Beyond the berths at Seagirt Container Terminal in the port of Baltimore, tamping machines pound the earth and bulldozers clear space for a long stretch of new quay. When the work is done, Seagirt will be able to handle some of the largest container ships in the world.
At the moment, barely any of the vessels that sail up Chesapeake Bay to Baltimore need such a facility. But that could change in 2014 when the $5.25-billion (U.S.) project to build larger locks along the Panama Canal is due to be completed.
The project will remove a bottleneck that has prevented the large ships on many major trade routes sailing direct to the U.S. east coast from Asia.
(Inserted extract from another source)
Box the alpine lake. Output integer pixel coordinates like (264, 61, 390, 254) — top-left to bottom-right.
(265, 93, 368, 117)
The new vessels are expected to have up to three times the capacity of the biggest ships currently on the route.
Scenes like the one at Baltimore are being played out all along the east and gulf coasts ahead of what promises to be the biggest shake-up in U.S. distribution since the advent of shipping containers 50 years ago.
Ports, terminal operators, rail companies and state governments are jostling to win the new traffic they expect to be generated by the bigger ships.
Billions of dollars are being spent to build new quays, deepen channels and expand rail tunnels.
Consumers, manufacturers and retailers in the U.S. mid-west and inland eastern cities could all benefit.
Containers heading to these areas will have the option of going via east coast ports then heading west on trains. Their traditional route has been eastward from California, where larger ships free of Panama Canal restrictions already dock.
Seagirt should emerge a winner, says Bayard Hogans, a manager at the facility, part of the Ports America group.
“We feel we’re going to be one of the ports that’s prepared when the Panama Canal expands, for these new opportunities,” Mr. Hogans says.
Yet it remains unclear how many of the projects will generate enough traffic to justify the investments.
Bill Clement, president of the container-handling division of CSX, the largest eastern U.S. railroad, says it will take some time for new trade flows to establish themselves.
“Our experience has been that whenever new capacity is built in a global transportation system, people find a way to use it over time,” he adds.
The Port of New York and New Jersey, the U.S. east coast’s busiest container port, faces the most acute physical challenges.
The area’s vast consumer market is certain to keep attracting shipping lines. But the largest vessels will have difficulty reaching four of the port’s five container terminals before 2016, when the $1-billion raising of the Bayonne Bridge over an approach channel is completed.
Brian Clark, a senior manager at APM Terminals Elizabeth, across a bay from the bridge’s troublesome low steel arch, insists that since many ships call at New York first on leaving the Panama Canal, the port will be able to bring goods to mid-western customers quicker than rivals.
“It would make sense to handle that cargo out of New York, provided that the costs were comparable,” Mr. Clark says.
Executives at the Virginia Ports Authority, operator of the port of Norfolk, insist their port’s strategic location on the mid-Atlantic coast – in convenient rail reach of many large cities – will attract more new traffic.
“We think it makes sense that you could serve so much of the population east of the Mississippi by making a port call here in Virginia,” Jeff Keever, the port’s senior deputy director, says.
Wick Moorman, chief executive of Norfolk Southern, CSX’s main rival in the eastern U.S., points out that many key factors – including future fuel costs, canal tolls and railroad charges – remain uncertain.
Most experts consequently avoid predicting which new cranes will be well used and which will lie idle. “The best answer that we seem to receive is a qualified, ‘I don’t know’,” Mr. Moorman says.